Food. It was always on my mind. What am I going to have for lunch? Let’s go out for dinner tonight. I deserve it as I’ve had a long day at work, or my boss was stressing me out. Then, when we got home, let me binge on popcorn, chips, cake, cookies, and whatever else I could eat when the kids were in bed and Dale, my husband, was off at work. I would hide “my food” behind other containers in the cupboards and fridge and get mad when someone else ate “my food.” It was mine. Didn’t they know I was going to escape with that later that night? It had my name written all over it, and I had been dreaming about the quick fix and escape since the 9:00 a.m. meeting with my boss earlier that day.
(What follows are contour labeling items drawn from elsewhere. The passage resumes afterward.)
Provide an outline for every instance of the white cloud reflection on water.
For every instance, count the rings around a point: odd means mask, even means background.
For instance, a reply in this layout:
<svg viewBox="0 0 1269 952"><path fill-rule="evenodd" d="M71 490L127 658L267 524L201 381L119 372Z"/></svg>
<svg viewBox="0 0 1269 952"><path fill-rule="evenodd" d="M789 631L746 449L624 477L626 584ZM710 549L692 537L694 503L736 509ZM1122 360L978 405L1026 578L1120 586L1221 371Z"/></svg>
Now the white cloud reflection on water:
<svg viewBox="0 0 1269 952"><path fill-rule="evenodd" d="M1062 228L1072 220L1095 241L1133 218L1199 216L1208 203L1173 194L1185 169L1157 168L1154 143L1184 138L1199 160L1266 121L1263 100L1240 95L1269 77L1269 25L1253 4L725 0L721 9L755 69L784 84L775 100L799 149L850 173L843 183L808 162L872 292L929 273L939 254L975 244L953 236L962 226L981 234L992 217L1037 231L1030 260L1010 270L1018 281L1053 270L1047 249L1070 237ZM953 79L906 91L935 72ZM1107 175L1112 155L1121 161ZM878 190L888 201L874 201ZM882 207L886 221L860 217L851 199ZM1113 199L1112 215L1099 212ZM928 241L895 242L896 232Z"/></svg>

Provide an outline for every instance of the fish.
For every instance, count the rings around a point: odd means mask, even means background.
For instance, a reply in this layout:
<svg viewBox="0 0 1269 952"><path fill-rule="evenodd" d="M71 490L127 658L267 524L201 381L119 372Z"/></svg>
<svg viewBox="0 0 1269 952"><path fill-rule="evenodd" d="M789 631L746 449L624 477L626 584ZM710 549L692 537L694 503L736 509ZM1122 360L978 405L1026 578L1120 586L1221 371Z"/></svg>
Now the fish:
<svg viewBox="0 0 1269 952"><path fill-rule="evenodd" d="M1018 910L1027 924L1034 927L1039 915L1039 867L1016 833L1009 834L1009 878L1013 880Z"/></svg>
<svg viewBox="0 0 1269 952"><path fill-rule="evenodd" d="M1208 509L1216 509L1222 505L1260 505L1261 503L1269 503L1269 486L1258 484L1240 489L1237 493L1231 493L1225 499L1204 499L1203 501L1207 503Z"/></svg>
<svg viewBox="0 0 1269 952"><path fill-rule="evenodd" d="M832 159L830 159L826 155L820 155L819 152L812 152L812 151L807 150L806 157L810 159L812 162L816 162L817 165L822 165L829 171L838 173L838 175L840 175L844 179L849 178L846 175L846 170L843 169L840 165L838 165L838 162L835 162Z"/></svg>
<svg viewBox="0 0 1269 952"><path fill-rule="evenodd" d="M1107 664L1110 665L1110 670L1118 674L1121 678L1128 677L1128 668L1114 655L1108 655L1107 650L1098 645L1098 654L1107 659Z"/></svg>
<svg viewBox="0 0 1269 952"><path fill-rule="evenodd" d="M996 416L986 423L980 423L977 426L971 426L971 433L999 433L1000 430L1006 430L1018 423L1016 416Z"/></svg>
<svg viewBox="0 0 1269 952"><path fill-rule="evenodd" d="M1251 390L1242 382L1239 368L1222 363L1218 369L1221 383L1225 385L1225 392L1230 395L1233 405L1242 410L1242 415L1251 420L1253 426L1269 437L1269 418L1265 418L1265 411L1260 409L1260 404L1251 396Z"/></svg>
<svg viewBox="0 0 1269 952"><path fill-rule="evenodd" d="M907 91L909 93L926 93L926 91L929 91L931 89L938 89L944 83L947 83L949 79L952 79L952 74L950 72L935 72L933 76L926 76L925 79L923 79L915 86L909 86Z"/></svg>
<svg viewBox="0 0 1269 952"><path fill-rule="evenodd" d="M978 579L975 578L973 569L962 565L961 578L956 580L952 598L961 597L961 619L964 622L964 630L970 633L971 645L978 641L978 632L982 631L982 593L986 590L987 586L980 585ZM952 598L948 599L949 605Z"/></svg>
Despite all of this, I would still be in denial when the diagnosis came on October 27, 2017. I thought,
“I must have answered a question or two incorrectly on the assessments or the intake therapist heard me wrong on some of the questions she asked me in that hour and a half session.”
Looking back, this was the first acknowledgment of my eating disorder throwing a fit. “We don’t need treatment. You need me to survive,” he’d say. In hindsight, this diagnosis was the best news I had received in a long time. My life was spinning out of control and I thought if only I’d lose more weight, I wouldn’t be depressed, I could love my body and I’d be more confident. This of course wasn’t true and yet it was where I was at in my journey.